Einzig die Hingabe an das Universum der Schwingungen im Tanz liess manchmal das Licht des allumfassenden Lebens aufgleissen.

Eine neue Suche begann - und führte zum Finden. Es fanden sich Verbündete ein, neues Leben hinter den Oberflächen erschien und Kraft zum Standhalten gegen die Dämonen entstand.
Die Dämonen entschwanden nach und nach und die Energien flossen vom Ego ins Herz.

Neue, unermessliche Welten taten sich auf und das ewige Pulsieren des Wandels wurde zum Fluss für das Lebensschiffchen auf neuem Kurs.
Weiter geht's nun sich immer ändernden Zielen entgegen in alle Richtungen gleichzeitig.

Bär
(schamanisches Poem)

Haus und Stadt

Haus und Stadt
        inspiriert von Khalil Gibran

Khalil Gibran spricht davon, in der Vorstellung eine Laube in der Wildnis zu bauen, bevor man ein Haus in der Stadt errichtet. Er möchte auch die Häuser der Stadt wie ein Sämann über Wald und Wiese verstreuen.

Es hat mir Freiheit zu tun und mit Erdverbundenheit.
Mit Angst auch, die aus der Entwurzelung entsteht.
Stadtmauern schützen die Herde, doch sie trennen sie auch von den Feldern. Und schützen wovor?
Khalil Gibran spricht dann auch von der Behaglichkeit und unserer Gier danach.

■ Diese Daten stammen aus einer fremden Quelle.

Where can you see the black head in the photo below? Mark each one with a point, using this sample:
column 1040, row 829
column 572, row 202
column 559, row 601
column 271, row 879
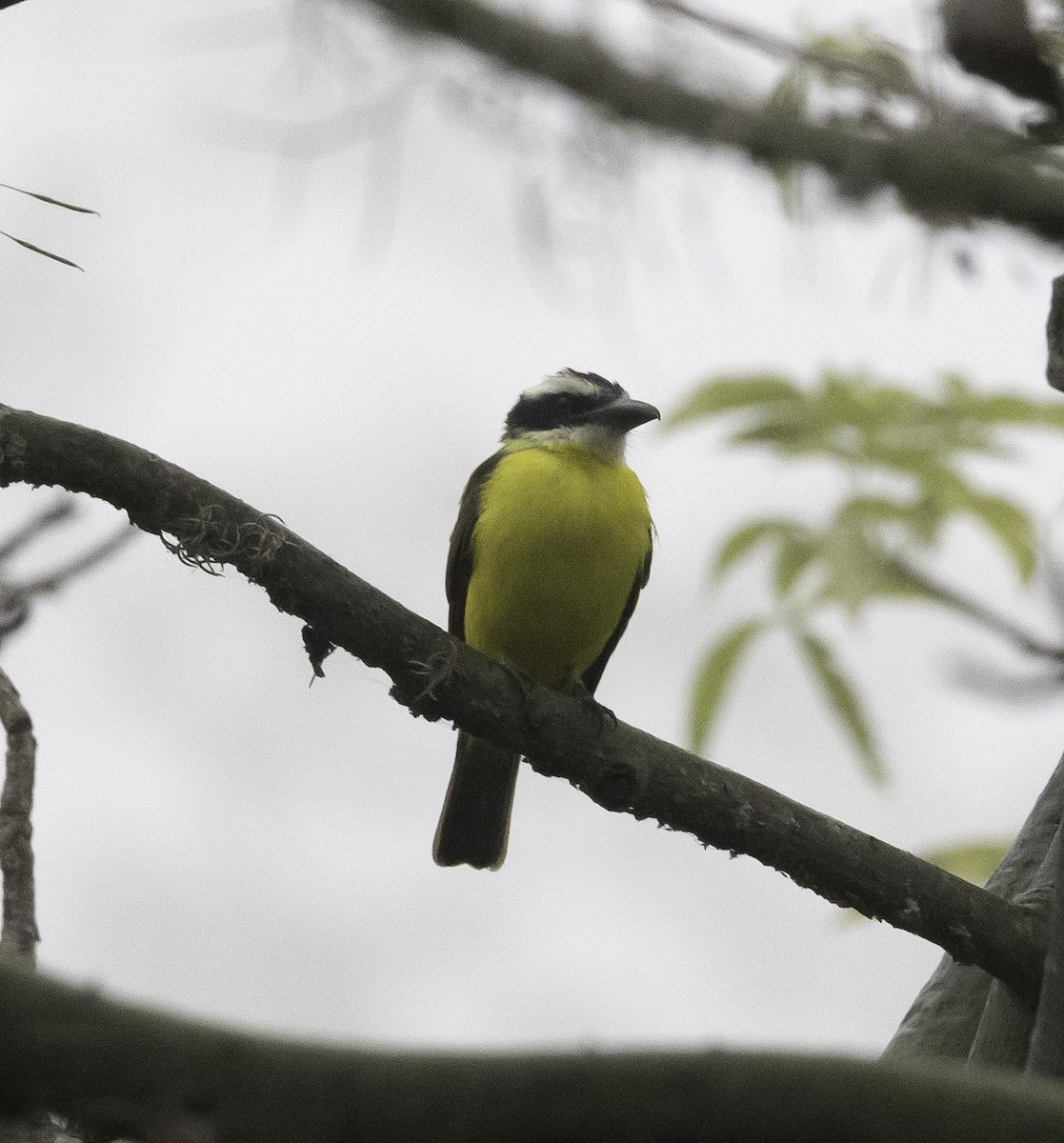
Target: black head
column 572, row 405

Mir fällt es wie Schuppen von den Augen - die Behaglichkeit ist die Schwester der Bequemlichkeit und beide morden sie die Leidenschaft der Seele, wie Gibran sagt.
Es steckt so unglaublich viel in diesem Bild, es lassen sich Fäden zu allen Schatten des Menschen spinnen.
Die Mutter dieser beiden Schwestern ist die Angst.
Die Angst hat in gewissen gefährlichen Situationen sehr wohl schützende Funktion. Im sicheren Alltag jedoch ist sie Anker und Fessel die den natürlichen Fluss des Lebens hemmt.
Und wo der Fluss des Lebens zum Stehen kommt, wird er zum brackigen Tümpel der Krankheiten, der natürlich auch von Leben wimmelt. Doch es sind die Wesen der Transformation, des Vergehens und Werdens, die dort hausen.
Der glitzernde Fisch des vollen Lebens jedoch benötigt den belebenden Fluss des Stromes.

Die Stadt, erbaut um gegenseitigen Schutz zu suchen, engt uns ein. Sie besteht aus Grenzen und Mauern - auch gegenüber unseren Nachbarn. Und da die Wege der Menschen unterschiedlich sind, benötigen wir auch Mauern und Gesetze in unserem Verhalten, damit wir bei dem engen Zusammenleben einander nicht hemmen und schaden.

Wir brauchen jedoch Raum, um unsere Flügel der Freiheit ausbreiten zu können. Für unsere Sehnsucht der Seele sind die Gassen der Stadt zu eng. Ihre Wohnstatt ist der Palast des freien Himmels wie Khalil Gibran in seinem wundervollen Schlussbild zeigt.